Jakie czynniki ukształtowały tak wybitnego artystę? Z pewnością ośmioletni pobyt w Hongkongu, mieście, które stanowiło prawdziwą mieszankę kulturową i okazję do poznania ludzi z wielu krajów. Od najmłodszych lat Michael interesował się też poezją i choć po jego aparycji raczej nie doszlibyśmy do takich wniosków, przejawiał bardziej cechy introwertyczne niż ekstrawertyczne, spędzając samotne chwile na czytaniu, a także pisaniu własnych wierszy (teraz chyba nikogo nie dziwi, skąd wziął się tak poetycko wręcz piękny tekst słynnego Never Tear Us Apart).
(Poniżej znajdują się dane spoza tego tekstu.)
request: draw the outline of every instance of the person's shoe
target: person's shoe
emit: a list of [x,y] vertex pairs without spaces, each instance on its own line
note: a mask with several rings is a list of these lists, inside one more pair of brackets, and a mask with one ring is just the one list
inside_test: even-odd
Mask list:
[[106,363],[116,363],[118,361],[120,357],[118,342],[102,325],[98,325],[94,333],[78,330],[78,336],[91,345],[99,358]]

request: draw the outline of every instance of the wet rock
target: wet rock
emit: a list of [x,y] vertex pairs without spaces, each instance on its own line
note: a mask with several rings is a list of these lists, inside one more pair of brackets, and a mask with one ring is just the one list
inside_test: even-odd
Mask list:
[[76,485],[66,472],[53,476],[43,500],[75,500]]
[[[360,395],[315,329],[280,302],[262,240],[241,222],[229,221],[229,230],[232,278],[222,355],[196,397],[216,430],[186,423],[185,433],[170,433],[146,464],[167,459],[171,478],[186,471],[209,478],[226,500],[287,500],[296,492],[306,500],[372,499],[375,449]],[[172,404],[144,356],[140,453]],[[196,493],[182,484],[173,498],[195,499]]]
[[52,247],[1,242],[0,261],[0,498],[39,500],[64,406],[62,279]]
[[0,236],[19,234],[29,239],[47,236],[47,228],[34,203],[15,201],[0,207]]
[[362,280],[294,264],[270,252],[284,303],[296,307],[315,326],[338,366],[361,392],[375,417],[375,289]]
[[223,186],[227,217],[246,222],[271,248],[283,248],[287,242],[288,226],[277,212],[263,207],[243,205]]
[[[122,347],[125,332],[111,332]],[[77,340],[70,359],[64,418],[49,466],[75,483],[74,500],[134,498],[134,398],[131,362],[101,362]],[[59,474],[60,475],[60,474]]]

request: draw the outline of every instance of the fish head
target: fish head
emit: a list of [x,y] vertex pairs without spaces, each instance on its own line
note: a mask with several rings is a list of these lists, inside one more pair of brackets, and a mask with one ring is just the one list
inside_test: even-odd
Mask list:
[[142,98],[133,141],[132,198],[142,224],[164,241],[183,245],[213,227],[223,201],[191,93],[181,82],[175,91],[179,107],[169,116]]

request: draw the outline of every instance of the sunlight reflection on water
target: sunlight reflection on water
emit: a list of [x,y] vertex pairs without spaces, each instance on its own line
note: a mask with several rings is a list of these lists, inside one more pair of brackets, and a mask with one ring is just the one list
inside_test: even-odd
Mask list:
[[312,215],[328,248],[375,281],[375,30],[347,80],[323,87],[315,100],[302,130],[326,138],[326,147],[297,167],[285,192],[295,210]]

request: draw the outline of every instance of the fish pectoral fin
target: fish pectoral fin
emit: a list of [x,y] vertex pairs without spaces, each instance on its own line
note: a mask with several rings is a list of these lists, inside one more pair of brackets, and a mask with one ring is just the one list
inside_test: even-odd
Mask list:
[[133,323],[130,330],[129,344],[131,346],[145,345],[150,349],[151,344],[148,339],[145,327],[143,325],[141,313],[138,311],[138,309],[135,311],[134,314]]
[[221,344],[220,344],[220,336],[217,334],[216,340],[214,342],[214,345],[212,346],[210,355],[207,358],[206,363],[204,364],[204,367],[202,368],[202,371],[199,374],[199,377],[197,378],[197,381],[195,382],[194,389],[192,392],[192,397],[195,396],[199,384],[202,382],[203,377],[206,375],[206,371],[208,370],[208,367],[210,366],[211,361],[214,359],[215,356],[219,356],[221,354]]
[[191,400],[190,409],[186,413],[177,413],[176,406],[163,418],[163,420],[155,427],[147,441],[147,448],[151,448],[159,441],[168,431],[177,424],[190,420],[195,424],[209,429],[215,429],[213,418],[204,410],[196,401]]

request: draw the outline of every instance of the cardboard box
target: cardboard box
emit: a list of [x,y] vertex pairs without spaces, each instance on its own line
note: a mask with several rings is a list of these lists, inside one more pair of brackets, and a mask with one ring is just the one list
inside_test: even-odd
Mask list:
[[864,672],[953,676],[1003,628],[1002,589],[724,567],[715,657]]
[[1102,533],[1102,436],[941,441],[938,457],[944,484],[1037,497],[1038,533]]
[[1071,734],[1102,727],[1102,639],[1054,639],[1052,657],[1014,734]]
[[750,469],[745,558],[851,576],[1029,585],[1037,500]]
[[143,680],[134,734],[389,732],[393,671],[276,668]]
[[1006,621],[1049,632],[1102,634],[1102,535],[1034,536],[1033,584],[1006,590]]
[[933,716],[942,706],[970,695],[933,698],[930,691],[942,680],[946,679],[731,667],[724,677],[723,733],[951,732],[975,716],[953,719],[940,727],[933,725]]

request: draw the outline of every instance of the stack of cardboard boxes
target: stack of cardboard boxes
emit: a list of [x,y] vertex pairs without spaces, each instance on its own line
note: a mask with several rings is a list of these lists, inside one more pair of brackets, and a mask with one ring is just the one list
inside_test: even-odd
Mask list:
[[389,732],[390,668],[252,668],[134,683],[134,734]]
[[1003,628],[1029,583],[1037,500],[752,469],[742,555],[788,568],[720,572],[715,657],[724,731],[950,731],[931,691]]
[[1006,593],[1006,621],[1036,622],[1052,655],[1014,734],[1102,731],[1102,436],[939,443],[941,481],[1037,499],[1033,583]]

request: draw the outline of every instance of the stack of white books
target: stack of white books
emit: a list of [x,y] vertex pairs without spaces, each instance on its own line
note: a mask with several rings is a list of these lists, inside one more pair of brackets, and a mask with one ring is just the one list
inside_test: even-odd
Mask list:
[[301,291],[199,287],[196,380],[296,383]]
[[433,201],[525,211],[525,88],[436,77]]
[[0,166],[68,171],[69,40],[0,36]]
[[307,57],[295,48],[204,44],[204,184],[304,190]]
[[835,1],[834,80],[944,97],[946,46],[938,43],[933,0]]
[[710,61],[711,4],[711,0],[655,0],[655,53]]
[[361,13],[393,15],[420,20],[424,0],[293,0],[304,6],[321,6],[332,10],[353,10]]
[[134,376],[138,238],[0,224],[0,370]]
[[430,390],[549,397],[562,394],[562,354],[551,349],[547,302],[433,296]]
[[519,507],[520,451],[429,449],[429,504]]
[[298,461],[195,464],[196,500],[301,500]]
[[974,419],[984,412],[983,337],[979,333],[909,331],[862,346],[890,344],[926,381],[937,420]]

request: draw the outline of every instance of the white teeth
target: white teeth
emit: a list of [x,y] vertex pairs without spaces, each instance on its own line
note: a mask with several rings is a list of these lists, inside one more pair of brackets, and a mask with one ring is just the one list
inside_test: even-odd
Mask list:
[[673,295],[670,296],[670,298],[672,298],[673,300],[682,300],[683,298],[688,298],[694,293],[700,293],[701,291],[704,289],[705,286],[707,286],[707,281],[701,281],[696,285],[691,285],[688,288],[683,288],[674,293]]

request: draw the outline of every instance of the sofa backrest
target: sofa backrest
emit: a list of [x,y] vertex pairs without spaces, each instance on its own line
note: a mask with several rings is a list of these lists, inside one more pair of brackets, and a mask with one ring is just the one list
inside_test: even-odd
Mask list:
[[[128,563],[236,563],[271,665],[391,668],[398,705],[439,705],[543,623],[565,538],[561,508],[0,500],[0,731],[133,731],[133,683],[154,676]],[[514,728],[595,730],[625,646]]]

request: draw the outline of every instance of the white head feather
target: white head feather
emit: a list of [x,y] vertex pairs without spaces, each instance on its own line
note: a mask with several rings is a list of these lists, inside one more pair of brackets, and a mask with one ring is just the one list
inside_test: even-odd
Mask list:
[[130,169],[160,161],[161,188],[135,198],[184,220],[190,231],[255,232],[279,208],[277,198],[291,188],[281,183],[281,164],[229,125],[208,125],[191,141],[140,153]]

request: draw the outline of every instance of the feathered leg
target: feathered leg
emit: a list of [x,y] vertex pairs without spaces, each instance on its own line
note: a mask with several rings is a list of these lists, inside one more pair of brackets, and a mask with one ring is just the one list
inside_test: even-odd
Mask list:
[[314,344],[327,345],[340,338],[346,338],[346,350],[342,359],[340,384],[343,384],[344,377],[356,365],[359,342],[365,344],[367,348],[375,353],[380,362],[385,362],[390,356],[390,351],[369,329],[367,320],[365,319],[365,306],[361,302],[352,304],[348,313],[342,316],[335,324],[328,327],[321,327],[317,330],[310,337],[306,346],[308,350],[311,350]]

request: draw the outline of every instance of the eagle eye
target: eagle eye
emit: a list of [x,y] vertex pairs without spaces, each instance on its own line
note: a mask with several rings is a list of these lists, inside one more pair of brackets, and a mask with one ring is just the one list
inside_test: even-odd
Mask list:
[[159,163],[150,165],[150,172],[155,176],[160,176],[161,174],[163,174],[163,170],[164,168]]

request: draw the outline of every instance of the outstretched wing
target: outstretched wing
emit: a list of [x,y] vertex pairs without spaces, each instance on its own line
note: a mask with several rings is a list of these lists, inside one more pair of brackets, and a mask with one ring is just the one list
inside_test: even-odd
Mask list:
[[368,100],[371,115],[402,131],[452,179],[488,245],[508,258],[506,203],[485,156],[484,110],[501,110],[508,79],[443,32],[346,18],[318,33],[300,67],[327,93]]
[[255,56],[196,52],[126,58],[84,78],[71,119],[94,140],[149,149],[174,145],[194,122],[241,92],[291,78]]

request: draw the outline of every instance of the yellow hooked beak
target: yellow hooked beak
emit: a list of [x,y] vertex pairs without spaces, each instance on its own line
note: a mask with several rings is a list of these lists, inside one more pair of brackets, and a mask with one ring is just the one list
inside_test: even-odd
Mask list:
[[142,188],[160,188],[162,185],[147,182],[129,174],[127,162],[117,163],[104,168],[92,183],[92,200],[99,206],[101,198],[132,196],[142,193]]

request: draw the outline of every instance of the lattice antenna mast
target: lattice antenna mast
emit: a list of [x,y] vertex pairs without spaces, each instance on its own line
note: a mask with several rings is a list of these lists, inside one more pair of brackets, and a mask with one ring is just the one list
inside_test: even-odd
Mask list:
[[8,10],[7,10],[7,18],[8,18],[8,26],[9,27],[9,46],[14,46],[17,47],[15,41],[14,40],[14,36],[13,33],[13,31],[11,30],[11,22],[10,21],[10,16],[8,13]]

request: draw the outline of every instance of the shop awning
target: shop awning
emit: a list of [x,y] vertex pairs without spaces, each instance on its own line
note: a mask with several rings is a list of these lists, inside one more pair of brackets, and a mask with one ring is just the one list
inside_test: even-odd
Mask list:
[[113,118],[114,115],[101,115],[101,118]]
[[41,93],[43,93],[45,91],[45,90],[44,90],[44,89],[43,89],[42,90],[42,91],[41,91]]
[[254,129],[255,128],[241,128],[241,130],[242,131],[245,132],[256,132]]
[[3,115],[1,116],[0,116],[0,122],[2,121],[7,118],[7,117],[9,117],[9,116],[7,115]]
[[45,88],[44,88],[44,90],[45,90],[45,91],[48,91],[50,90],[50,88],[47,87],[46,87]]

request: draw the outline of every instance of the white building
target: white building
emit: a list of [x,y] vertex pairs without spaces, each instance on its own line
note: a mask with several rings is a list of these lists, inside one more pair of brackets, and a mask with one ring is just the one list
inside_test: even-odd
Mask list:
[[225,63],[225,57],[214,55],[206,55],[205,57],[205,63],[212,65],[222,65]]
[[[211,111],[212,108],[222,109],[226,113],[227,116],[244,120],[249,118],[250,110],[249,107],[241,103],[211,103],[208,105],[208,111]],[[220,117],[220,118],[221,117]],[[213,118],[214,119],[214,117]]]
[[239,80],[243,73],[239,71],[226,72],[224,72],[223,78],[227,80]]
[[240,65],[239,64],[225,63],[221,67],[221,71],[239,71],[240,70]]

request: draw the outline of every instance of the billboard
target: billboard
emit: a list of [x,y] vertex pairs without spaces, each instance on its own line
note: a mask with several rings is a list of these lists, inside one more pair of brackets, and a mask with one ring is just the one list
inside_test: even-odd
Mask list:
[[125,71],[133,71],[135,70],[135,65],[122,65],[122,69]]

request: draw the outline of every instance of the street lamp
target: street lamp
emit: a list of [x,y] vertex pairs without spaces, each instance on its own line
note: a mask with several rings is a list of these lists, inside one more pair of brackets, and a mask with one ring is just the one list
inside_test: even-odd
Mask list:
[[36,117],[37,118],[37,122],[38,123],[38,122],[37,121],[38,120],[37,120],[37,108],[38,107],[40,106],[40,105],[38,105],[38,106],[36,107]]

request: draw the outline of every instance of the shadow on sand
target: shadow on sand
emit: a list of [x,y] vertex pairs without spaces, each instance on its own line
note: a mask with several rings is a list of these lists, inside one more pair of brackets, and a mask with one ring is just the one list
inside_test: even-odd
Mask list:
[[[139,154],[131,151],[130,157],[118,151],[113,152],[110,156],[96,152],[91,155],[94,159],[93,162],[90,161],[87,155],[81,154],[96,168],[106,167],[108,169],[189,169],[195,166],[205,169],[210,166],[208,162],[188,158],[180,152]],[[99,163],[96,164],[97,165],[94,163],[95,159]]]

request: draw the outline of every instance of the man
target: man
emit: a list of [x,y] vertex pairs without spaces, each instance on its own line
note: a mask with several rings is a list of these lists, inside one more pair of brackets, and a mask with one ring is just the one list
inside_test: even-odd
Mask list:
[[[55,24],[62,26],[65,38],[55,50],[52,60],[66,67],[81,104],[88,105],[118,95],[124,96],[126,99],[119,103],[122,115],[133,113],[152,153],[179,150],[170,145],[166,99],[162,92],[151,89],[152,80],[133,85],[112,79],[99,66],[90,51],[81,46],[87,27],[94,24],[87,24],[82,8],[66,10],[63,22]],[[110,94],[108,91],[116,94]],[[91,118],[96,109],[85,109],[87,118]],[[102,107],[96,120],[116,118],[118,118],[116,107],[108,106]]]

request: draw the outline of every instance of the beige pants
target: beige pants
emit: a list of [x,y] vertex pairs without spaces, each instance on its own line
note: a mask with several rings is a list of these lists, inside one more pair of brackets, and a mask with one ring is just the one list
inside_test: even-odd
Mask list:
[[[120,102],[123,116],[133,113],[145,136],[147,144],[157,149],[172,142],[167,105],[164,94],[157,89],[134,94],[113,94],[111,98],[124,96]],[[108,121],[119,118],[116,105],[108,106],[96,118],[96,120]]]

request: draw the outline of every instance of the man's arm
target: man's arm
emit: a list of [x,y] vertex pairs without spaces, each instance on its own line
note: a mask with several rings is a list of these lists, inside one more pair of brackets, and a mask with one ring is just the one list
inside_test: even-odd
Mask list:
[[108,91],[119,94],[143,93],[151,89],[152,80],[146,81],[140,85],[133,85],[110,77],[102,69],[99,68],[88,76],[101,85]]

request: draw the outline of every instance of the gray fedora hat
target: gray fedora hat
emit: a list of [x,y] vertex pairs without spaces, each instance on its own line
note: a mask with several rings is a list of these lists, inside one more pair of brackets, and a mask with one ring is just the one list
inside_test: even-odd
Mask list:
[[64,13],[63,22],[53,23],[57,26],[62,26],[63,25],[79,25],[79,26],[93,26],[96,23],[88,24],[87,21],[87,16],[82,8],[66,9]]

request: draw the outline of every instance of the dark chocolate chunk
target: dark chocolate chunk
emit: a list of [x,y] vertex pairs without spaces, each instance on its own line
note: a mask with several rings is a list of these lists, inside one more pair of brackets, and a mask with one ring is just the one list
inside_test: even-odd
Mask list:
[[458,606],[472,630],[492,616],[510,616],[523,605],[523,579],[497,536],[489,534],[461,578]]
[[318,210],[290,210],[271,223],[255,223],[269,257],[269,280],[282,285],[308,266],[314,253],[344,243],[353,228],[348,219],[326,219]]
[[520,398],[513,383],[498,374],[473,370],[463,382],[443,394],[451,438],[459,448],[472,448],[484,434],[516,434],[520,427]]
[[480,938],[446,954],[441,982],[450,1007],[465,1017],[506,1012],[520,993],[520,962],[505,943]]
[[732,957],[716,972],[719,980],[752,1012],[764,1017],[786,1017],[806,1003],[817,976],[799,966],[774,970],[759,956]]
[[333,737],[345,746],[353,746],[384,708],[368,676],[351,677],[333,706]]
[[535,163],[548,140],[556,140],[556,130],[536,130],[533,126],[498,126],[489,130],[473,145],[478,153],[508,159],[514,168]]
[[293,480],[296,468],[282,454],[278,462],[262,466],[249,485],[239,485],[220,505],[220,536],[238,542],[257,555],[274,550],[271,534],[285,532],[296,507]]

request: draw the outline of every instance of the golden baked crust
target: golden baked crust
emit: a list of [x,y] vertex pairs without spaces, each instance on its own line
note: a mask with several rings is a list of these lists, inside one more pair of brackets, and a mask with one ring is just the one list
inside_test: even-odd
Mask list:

Wiem, że to artykuł niezwiązany ze sportem, ale nie mogę uciec od wrażenia, że Michael nieodparcie przypomina mi Jamesa Hunta, kierowcę Formuły 1, który w 1976 roku zdobył tytuł mistrza świata królowej sportów motorowych. Burza bujnych włosów, hedonistyczny styl życia, bardzo wyraźne rysy twarzy, głęboki głos i to spojrzenie – spojrzenie, które musiało rzucić na kolana niejedną kobietę. Urokowi wokalisty INXS nie oparły się między innymi modelki Elle Macpherson i Helena Christensen (Dunka pochodzenia peruwiańskiego, znana szerszej publiczności przede wszystkim z teledysku Chrisa Isaaka – Wicked Game) oraz piosenkarki takie jak Belinda Carlisle czy w końcu słynna rodaczka Hutchence’a – Kylie Minogue. Jak na rockmana przystało, z żadną z tych pań nie związał się na stałe, przez cały czas żyjąc w myśl łacińskiej dewizy carpe diem. Powodzenie w życiu osobistym korzystnie wpływało też na okres artystyczny – INXS znajdował się na szczytach światowych list lat 80-tych i początku 90-tych, a ich albumy Kick (to na tym krążku znalazły się hity takie jak wspomniane Never Tear Us Apart, Mystify czy Need You Tonight ze swoim niepowtarzalnym riffem gitarowym, na dźwięk którego aż chce się tańczyć!) i X spotkały się z bardzo pozytywnym odbiorem publiczności, odnosząc komercyjny sukces.

4835288935_1832f09463_o
flickr.com, LawrenCC BY 2.0

Sielankę niespodziewanie przerwał incydent z 1992 roku. Hutchence był wówczas w Kopenhadze (przebywał tam z Heleną Christensen). Podczas wycieczki rowerowej taksówka niebezpiecznie zajechała mu drogę i, jak można się było domyślić, reakcja wokalisty nie należała do najłagodniejszych. Na uderzenie w maskę samochodu kierowca odpowiedział serią ciosów w głowę Michaela. Skutki okazały się, szczególnie dla tak korzystającej z życia i sensualnej osoby, tragiczne. W wyniku uderzenia głową o chodnik stracił aż w 80 procentach zmysły zapachu i smaku. To wydarzenie odcisnęło na Michaelu piętno, którego nie zdołał już wymazać do końca życia. Odbiło się także pejoratywnie na jakości muzyki grupy, która, wkraczając w nową rzeczywistość lat 90-tych, nie potrafiła utrzymać statusu fenomenu, jaki wypracowała sobie w poprzedniej dekadzie, a frontman stał się agresywny, łatwo wpadał w furię, o czym dobitnie przekonał się Garry Beers (jeden z członków zespołu), któremu Hutchence groził nożem w studiu nagraniowym.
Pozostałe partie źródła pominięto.